I'm programming something that allows users to store documents and pictures on a webserver, to be stored and retrieved later. When users upload files to my server, PHP tells me what filetype it is based on the extension. However, I'm afraid that users could rename a zip file as somezipfile.png and store it, thus keeping a zip file on my server. Is there any reasonable way to open an uploaded file and "check" to see if it truly is of the said filetype?
问题:
回答1:
Magic number. If you can read first few bytes of a binary file you can know what kind of file it is.
回答2:
Check out the FileInfo PECL extension for PHP, which can do the MIME magic lookups for you.
回答3:
Sort of. Most file types have some bytes reserved for marking them so that you don't have to rely on the extension.
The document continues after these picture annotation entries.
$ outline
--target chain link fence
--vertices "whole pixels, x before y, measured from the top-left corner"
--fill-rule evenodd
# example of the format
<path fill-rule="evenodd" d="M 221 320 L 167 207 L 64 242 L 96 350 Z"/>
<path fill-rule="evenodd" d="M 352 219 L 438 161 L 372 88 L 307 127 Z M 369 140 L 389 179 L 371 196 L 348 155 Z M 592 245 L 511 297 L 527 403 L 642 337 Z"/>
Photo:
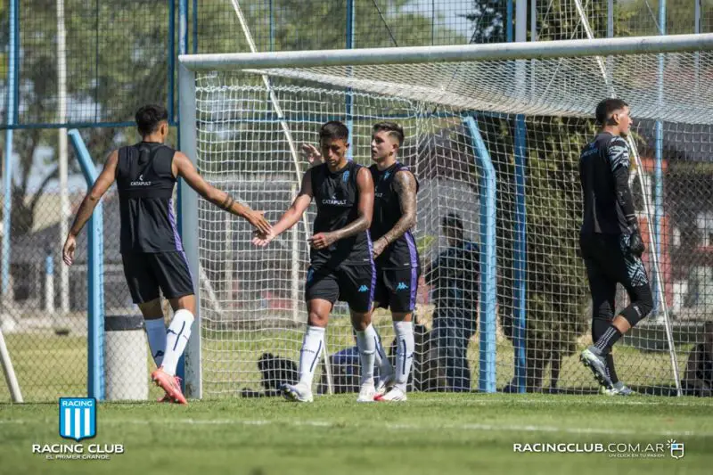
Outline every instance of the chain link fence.
<path fill-rule="evenodd" d="M 16 25 L 11 24 L 13 2 L 18 6 Z M 578 3 L 597 37 L 660 33 L 655 1 L 614 1 L 612 15 L 606 2 Z M 4 177 L 8 173 L 6 131 L 13 130 L 12 186 L 5 194 L 12 196 L 10 227 L 2 230 L 9 237 L 10 252 L 0 256 L 9 263 L 8 281 L 0 323 L 27 401 L 86 391 L 86 233 L 79 237 L 73 266 L 64 267 L 61 257 L 61 223 L 70 225 L 86 185 L 70 149 L 70 209 L 63 210 L 57 177 L 58 136 L 64 131 L 57 127 L 81 127 L 90 153 L 101 166 L 110 150 L 136 141 L 133 114 L 143 103 L 168 104 L 172 124 L 177 120 L 176 65 L 183 39 L 189 53 L 249 51 L 227 0 L 189 0 L 185 38 L 180 37 L 176 0 L 65 0 L 63 25 L 58 21 L 57 4 L 56 0 L 0 4 L 0 93 L 3 98 L 13 97 L 15 105 L 9 107 L 4 101 L 0 111 Z M 247 0 L 240 4 L 259 51 L 513 39 L 507 28 L 508 4 L 502 0 Z M 535 6 L 529 10 L 529 39 L 586 37 L 575 2 L 538 2 Z M 695 8 L 694 0 L 669 1 L 667 33 L 713 31 L 713 1 L 700 0 L 699 6 Z M 529 17 L 531 12 L 535 16 Z M 13 26 L 15 54 L 11 48 Z M 58 51 L 62 32 L 66 48 Z M 8 89 L 11 56 L 17 71 L 13 91 Z M 58 75 L 63 70 L 67 81 L 61 90 Z M 62 96 L 64 117 L 60 114 Z M 9 114 L 12 109 L 15 113 Z M 713 289 L 708 252 L 713 246 L 713 196 L 707 191 L 713 173 L 709 169 L 712 135 L 703 127 L 670 126 L 666 136 L 664 148 L 672 151 L 664 157 L 671 172 L 663 187 L 666 229 L 670 231 L 662 250 L 669 269 L 665 275 L 670 275 L 667 295 L 676 318 L 701 322 L 709 319 L 713 306 L 713 291 L 708 290 Z M 170 143 L 177 145 L 176 134 Z M 113 189 L 103 206 L 105 314 L 137 315 L 124 283 Z M 152 365 L 149 360 L 149 368 Z M 152 397 L 157 396 L 152 391 Z M 9 399 L 7 389 L 0 386 L 0 401 Z"/>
The site http://wotsit.org is a great resource for finding this out for a particular type.
If you are on a unix system, I believe that the file command doesn't rely on the extension, so you could shell out to it if you don't want to write the byte checking code.
For PNG (http://www.w3.org/TR/PNG-Rationale.html)
The first eight bytes of a PNG file always contain the following values:
(decimal) 137 80 78 71 13 10 26 10
(hexadecimal) 89 50 4e 47 0d 0a 1a 0a
(ASCII C notation) \211 P N G \r \n \032 \n
回答4:
If you are only dealing with images, then getimagesize() should distinguish a valid image from a fake one.
$ php -r 'var_dump(getimagesize("b&n.jpg"));'
array(7) {
[0]=>
int(200)
[1]=>
int(200)
[2]=>
int(2)
[3]=>
string(24) "width="200" height="200""
["bits"]=>
int(8)
["channels"]=>
int(3)
["mime"]=>
string(10) "image/jpeg"
}
$ php -r 'var_dump(getimagesize("/etc/passwd"));'
bool(false)
A false value from getimagesize is not an image.
回答5:
Many filetypes have "magic numbers" at the beginning of the file to identify them, You can read some bytes from the front of the file and compare them to a list of known magic numbers.
回答6:
On a unix system, capturing the output from the 'file' command should provide adequate info.
回答7:
For an exact answer on how you could quickly do this in PHP, check out this question: How do I find the mime-type of a file with php?
回答8:
As a side note I ran into a similar problem where I had to do my own type checking. The front end interface to my application was done in flash. The files were being passed through flash to a php script. When I was attempting to do a MIME type check using php the type always returned was application/octetstream because it was coming from flash.
I had to implement a magic numbers type paradigm. I simply created an xml file that held the file type along with some defining patterns found within the beginning of the file. Once the file reached the server I did some pattern matching with the xml file and then accepted or rejected the file. I didn't noticed any real performance decrease either which I was expecting.
This is just a side note to anyone who may be using flash as there front end and trying to type check the file once it is uploaded.
回答9:
As well as identifying the filetype, you might want to watch out for files with other files embedded or appended to them. This will unfortunately require a more indepth analysis of the file contents than just using "magic numbers".
For example, http://quantumrook.wordpress.com/2007/06/06/hide-a-rar-file-in-a-jpg-file/ (this particular type of data hiding can be easily worked around by loading and resaving into a new file the actual image data .. others will be more difficult.)